2019 Colorado Book Awards finalist for General Fiction

Along with Billy’s horse and a kitten which stands as a reconciliation gift, Ambrosia and Billy are alone in the barn for the first time. Rain and thunder against the roof and walls close them in. The sound of the storm intensifies as fiercely as the attraction between them. Garita is the sister who has lost the kitten. Ambrosia tells the story:

Here stood this very strange man, half Hispano with a tender side. One who uses the same pistol to stop a laugh, kill a kitten, or halt the violation of a weak woman.

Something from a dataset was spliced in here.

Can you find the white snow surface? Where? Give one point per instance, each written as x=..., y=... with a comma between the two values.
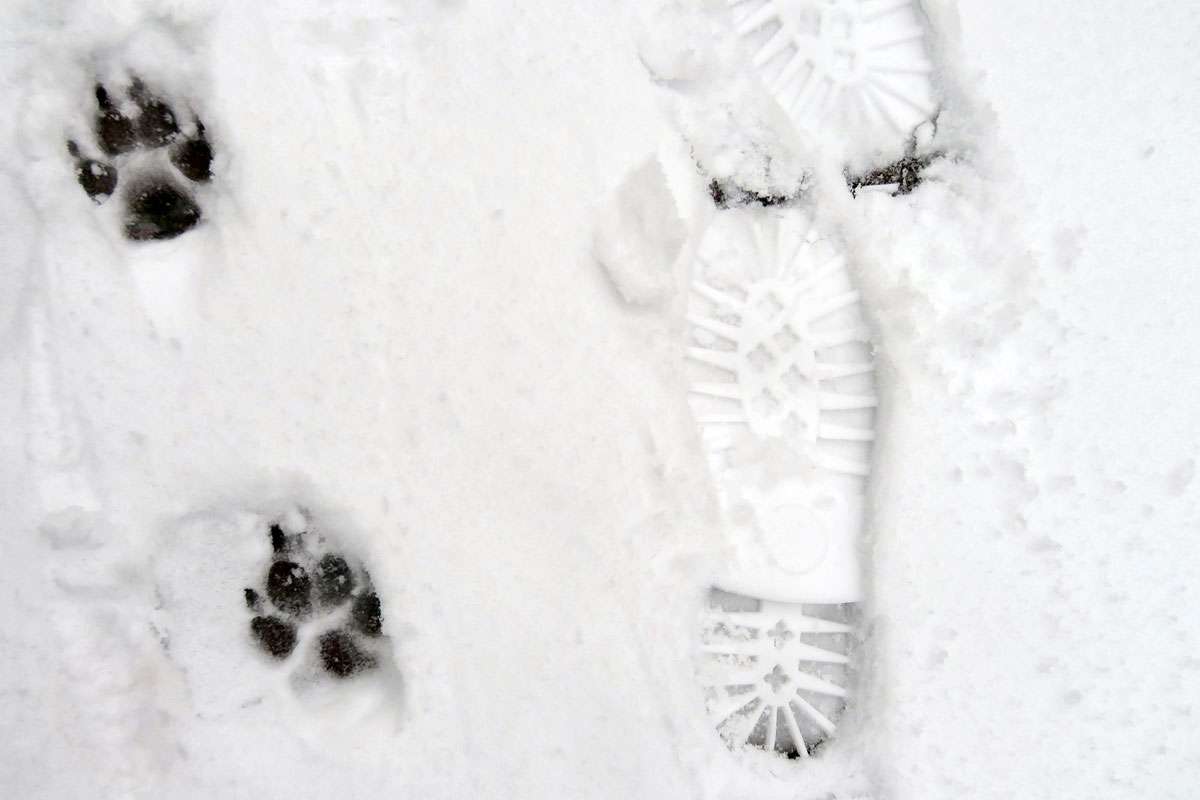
x=432, y=302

Lucky for me the storm muffled my heart beats, for they were banging harder than the water drops. “Garita, she will be happy. She likes anything with a shell or fur or wings.”

He shuffled his feet in that quick nervous way. “How about you? Will this little kitten take away my bad score?” A flicker in his eyes like a waxed thread through a flaming needle drew me in, melted me.

Wind, rain, and hail drowned his words. I took steps closer to hear him and met lingering eyes. He was a desperado, no matter how sparkly his face, how wide his smile or how well he spoke my language. Madre mía, Mamá, although you are gone, you know I’m smothered in days of the same. And here is Beelyair for a choked woman. A wanting in me, like sap from bark, seeped into my heart’s desire.

“Score? Away? What do you mean?” I said.

Author Diana Holguin-Balogh.

A drip fell onto his hat, curved up around the brim, and flowed off the side, wetting his left shoulder. He moved away from the leak toward me.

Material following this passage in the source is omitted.